In one case, O’Leary was advising a husband and wife who both had cancer. The husband’s case was terminal, and he had no life insurance, but O’Leary and his team were able to find around $350,000 in insurance through the client’s lost superannuation accounts. The money helped with covering his two children’s’ private school costs and keeping the banks at bay for the next few months, while O’Leary ensured that the recovering wife’s will was up to date, and negotiated with the school to keep the children enrolled.

Not only has the hard work been recognised by the FPA award, but also by O’Leary’s existing clients.

“I know that it’s given us a lot more credibility with our existing clients. People that have been with us for a long, long time are really pleased that we’ve done that and got involved. I think you can’t quantify that.”

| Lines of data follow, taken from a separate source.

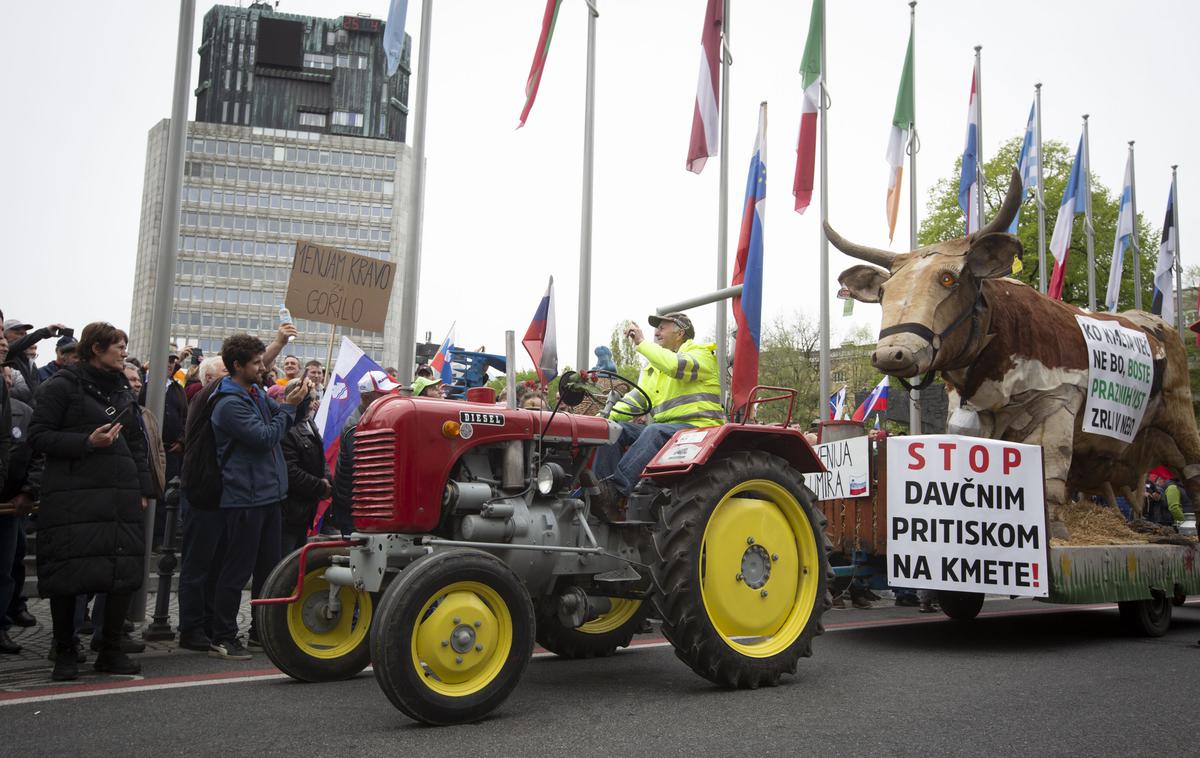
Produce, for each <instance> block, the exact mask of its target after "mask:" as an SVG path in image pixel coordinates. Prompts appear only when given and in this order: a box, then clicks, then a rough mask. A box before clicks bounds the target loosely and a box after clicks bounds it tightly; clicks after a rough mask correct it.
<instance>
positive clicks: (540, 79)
mask: <svg viewBox="0 0 1200 758" xmlns="http://www.w3.org/2000/svg"><path fill="white" fill-rule="evenodd" d="M562 5H563V0H546V12H545V13H542V14H541V35H540V36H539V37H538V48H536V49H535V50H534V52H533V66H530V67H529V78H528V79H526V107H524V108H522V109H521V124H518V125H517V128H521V127H522V126H524V122H526V119H528V118H529V109H530V108H533V101H534V100H536V97H538V85H540V84H541V73H542V71H545V68H546V56H547V55H550V38H551V37H552V36H554V22H556V20H558V8H559V7H560V6H562Z"/></svg>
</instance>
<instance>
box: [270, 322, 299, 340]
mask: <svg viewBox="0 0 1200 758" xmlns="http://www.w3.org/2000/svg"><path fill="white" fill-rule="evenodd" d="M299 335H300V332H298V331H296V326H295V324H282V325H281V326H280V331H278V332H277V333H276V335H275V342H276V343H278V344H287V343H288V338H289V337H298V336H299Z"/></svg>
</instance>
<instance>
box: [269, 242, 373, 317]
mask: <svg viewBox="0 0 1200 758" xmlns="http://www.w3.org/2000/svg"><path fill="white" fill-rule="evenodd" d="M395 277H396V266H395V264H392V263H391V261H389V260H378V259H376V258H368V257H366V255H359V254H358V253H352V252H349V251H346V249H338V248H336V247H328V246H325V245H317V243H316V242H308V241H307V240H296V253H295V258H293V260H292V278H289V279H288V295H287V299H286V300H284V301H283V303H284V305H286V306H287V308H288V311H290V312H292V317H293V318H298V319H310V320H313V321H320V323H323V324H334V325H336V326H344V327H353V329H364V330H367V331H383V324H384V320H385V319H386V318H388V301H389V299H390V297H391V285H392V281H394V279H395Z"/></svg>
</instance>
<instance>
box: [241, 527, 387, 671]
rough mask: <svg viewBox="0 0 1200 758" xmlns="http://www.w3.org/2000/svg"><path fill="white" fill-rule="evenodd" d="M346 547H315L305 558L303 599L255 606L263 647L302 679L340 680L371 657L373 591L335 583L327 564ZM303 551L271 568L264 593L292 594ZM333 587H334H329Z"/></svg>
mask: <svg viewBox="0 0 1200 758" xmlns="http://www.w3.org/2000/svg"><path fill="white" fill-rule="evenodd" d="M344 554H346V551H344V549H337V548H314V549H312V551H311V552H310V553H308V558H307V560H306V561H305V563H306V565H305V580H304V590H302V592H301V596H300V600H298V601H296V602H294V603H292V604H287V606H256V607H254V619H256V626H257V627H258V630H259V631H260V634H262V642H263V650H264V651H265V652H266V656H268V657H269V658H270V660H271V662H272V663H275V666H276V667H278V669H280V670H281V672H283V673H284V674H287V675H289V676H292V678H293V679H299V680H301V681H335V680H338V679H347V678H349V676H353V675H354V674H358V673H359V672H361V670H362V669H365V668H366V667H367V666H368V664H370V663H371V639H370V630H371V620H372V618H373V615H374V602H373V598H372V597H371V594H370V592H366V591H362V590H358V589H354V588H353V586H344V585H343V586H334V588H331V586H330V584H329V583H328V582H326V580H325V578H324V574H325V570H326V569H329V566H331V565H332V559H334V557H335V555H344ZM299 563H300V552H299V551H296V552H295V553H292V554H290V555H288V557H287V558H284V559H283V560H282V561H280V564H278V565H277V566H276V567H275V570H274V571H271V573H270V576H269V577H268V578H266V582H265V583H264V584H263V591H262V595H263V597H287V596H289V595H292V592H293V591H294V590H295V585H296V576H298V569H299ZM330 590H332V592H331V591H330Z"/></svg>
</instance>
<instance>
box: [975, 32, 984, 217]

  • Sue Laing - the risk store on 6/08/2013 2:35:33 PM

    Yes Therese agree. There is lots of other positive news that should be coming from our industry regarding all the claims that thankfully some clients did make as they did get the right advice. It's high time the insurers got together to publicise this. Until they do the underinsurance will remain, as advisers themselves do more with investments than with insurance. Surely part of the reason for that is that the institutions don't do enough to support advisers in the insurance area! How many PD days for institutionally-owned dealerships have proper, in-depth, balanced proportions of insurance content??

  • Adrian Coles on 6/08/2013 12:22:58 PM

    Congratulations Mark.
    I've been doing this work for only 6 months and totally agree with Mark's comments in relation to the underinsurance problems. Significantly and frustratingly all of these clients have their super in "Industry" funds and have never had any contact with a fund representative in respect of improving their benefits !

  • Therese Stanton on 6/08/2013 9:48:53 AM

    Mark,
    We also do pro bono work for the cancer council and I agree wholeheartedly with your comments. I also know of other advisers who assist as well. Definitely is a tough area, however you also need to be a person that cares about their clients and this is what the majority of advisers are. We just don't hear this in any news reports.
    Good to see some positive news coming out of our industry.